The 16-page order was passed in response to a public interest litigation that sought a clear roster scheme and directions to ensure that the first bench in the Supreme Court, which is a three-judge bench headed by the chief justice, should permanently include the second and third senior-most judges. Constitution benches should also have judges as per seniority, the petition, which made the Supreme Court registry a respondent, said. The court refused to entertain this suggestion.

However, the judgement has led to another question. Last week, former Union Law Minister Shanti Bhushan moved the court with a petition seeking a clarification on the powers of the chief justice in his capacity as the master of the roster. Procedures should be laid down for listing of matters, the petition said. This allocation of cases should be done by a collegium of five judges to check the “unguided and unbridled discretionary power” of the master of the roster, argued the petition. Will the Wednesday judgement make Bhushan’s petition infructuous?

Seniority of judges

The public interest litigation that the bench was hearing had been filed by a lawyer named Asok Pande. He had sought directions for a procedure to be evolved to constitute benches and allot jurisdiction to various benches of the Supreme Court. He wanted the first bench, which is the three-judge bench headed by the chief justice, to include the second- and third-most senior judges. Constitution benches should consist of judges according to seniority, Pande suggested. For example, if the Constitution bench is a five-judge bench, it should consist of the five senior-most judges of the court.

The question of seniority also came up during the January press conference of the four judges. They suggested that important cases were not being given to them.

Dealing with this question in the public interest litigation, Justice Chandrachud said that “seniority in terms of appointment has no bearing on which cases a judge should hear”.

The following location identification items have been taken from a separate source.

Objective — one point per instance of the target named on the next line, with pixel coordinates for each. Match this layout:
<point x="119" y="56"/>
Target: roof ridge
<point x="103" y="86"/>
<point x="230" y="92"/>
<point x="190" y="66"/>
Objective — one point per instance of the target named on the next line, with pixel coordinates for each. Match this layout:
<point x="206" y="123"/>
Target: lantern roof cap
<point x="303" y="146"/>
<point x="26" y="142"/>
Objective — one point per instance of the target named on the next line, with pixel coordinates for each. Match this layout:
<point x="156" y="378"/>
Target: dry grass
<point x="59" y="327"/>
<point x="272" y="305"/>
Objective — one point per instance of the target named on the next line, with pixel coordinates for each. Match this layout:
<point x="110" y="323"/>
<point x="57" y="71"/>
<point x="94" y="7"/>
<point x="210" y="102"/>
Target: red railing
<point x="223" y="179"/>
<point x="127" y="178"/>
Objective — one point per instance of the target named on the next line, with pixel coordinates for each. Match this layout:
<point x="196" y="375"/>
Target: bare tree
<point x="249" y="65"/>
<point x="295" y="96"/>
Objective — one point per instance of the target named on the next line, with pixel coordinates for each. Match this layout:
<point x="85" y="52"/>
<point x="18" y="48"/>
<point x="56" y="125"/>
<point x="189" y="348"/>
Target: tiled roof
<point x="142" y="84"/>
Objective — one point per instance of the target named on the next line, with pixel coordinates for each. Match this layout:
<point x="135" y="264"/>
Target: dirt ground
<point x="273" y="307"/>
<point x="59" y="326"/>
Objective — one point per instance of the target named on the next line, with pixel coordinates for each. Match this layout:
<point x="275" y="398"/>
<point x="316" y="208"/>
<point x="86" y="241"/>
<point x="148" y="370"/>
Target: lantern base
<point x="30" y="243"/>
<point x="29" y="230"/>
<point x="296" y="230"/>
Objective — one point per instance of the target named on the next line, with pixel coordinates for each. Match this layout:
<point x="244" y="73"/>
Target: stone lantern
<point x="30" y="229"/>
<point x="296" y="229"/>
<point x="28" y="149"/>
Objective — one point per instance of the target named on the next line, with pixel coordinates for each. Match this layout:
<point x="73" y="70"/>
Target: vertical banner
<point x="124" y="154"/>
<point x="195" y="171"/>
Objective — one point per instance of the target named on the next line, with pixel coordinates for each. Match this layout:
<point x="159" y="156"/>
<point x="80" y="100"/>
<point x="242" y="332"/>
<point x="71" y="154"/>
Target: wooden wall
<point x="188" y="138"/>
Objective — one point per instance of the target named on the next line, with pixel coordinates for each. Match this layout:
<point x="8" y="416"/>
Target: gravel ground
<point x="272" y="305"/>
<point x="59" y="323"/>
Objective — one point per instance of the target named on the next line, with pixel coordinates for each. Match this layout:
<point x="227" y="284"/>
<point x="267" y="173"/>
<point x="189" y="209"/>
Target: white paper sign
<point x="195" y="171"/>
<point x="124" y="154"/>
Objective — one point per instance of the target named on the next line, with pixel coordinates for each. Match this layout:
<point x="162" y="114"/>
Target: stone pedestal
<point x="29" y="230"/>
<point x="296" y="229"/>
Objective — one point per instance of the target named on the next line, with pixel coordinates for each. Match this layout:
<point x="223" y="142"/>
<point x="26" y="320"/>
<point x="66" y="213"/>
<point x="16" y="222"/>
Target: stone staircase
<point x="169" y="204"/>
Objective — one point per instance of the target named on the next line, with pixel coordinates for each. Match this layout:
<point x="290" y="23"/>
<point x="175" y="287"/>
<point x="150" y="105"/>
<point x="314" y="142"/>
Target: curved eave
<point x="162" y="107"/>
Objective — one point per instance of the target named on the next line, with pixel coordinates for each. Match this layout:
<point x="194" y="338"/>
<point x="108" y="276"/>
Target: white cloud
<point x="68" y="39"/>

He said that every judge in the Supreme Court has the equal duty to adjudicate cases allocated by the chief justice. All judges are appointed by the same procedure under Article 124 of the Constitution. The judgement said:

“There is no constitutional foundation on the basis of which such a suggestion can be accepted. For one thing, as we have noticed earlier, this would intrude into the exclusive duty and authority of the Chief Justice to constitute benches and to allocate cases to them. Moreover, the petitioner seems to harbour a misconception that certain categories of cases or certain courts must consist only of the senior-most in terms of appointment. Every Judge appointed to this Court under Article 124 of the Constitution is invested with the equal duty of adjudicating cases which come to the Court and are assigned by the Chief Justice.” 

Justice Chandrachud said once appointed, a judge is “dutybound” to hear cases allocated by the chief justice.

The judgement also considered the powers of the chief justice when it comes to being the master of the roster and the administrative head of the court. Chandrachud said the argument that the chief justice’s role in constituting benches and allocating cases must be regulated by a “procedure cast in iron” is the apprehension that without such guidelines, the power will be exercised arbitrarily.

“In his capacity as a Judge, the Chief Justice is primus inter pares: the first among equals,” the order said. “In the discharge of his other functions, the Chief Justice of India occupies a position which is sui generis” or in a class in itself. In allocating cases and constituting benches, the chief justice has the exclusive prerogative. The judge said:

“As a repository of constitutional trust, the Chief Justice is an institution in himself...The entrustment of functions to the Chief Justice as the head of the institution, is with the purpose of securing the position of the Supreme Court as an independent safeguard for the preservation of personal liberty. There cannot be a presumption of mistrust. The oath of office demands nothing less.” 

The order also criticised the petitioner for making “scandalous” remarks about High Court judges and advised him to be responsible in drafting his petitions.

Given the elaborate order on the powers of the chief justice as the master of the roster, the fate of the petition moved by Bhushan is hanging in the balance. Lawyer Kamini Jaiswal said she has lost hope of an elaborate hearing in Bhushan’s petition after the Wednesday judgement but pointed out the differences between the two petitions.

“The petition dismissed on Wednesday had what judges have termed as ‘scandalous’ remarks,” she said. “Bhushan’s petition is purely in public interest.”

Jaiswal said the central point of Bhushan’s petition was the interpretation of Article 124 (2) of the Constitution, which governs appointment of judges. Under the provision, the chief justice has to consult with the collegium on appointment of other judges. Likewise, the petition argues by quoting judicial precedent that it is now settled law that even administrative powers of the chief justice must be shared with other senior judges “to ensure that the power is exercised properly and validly”.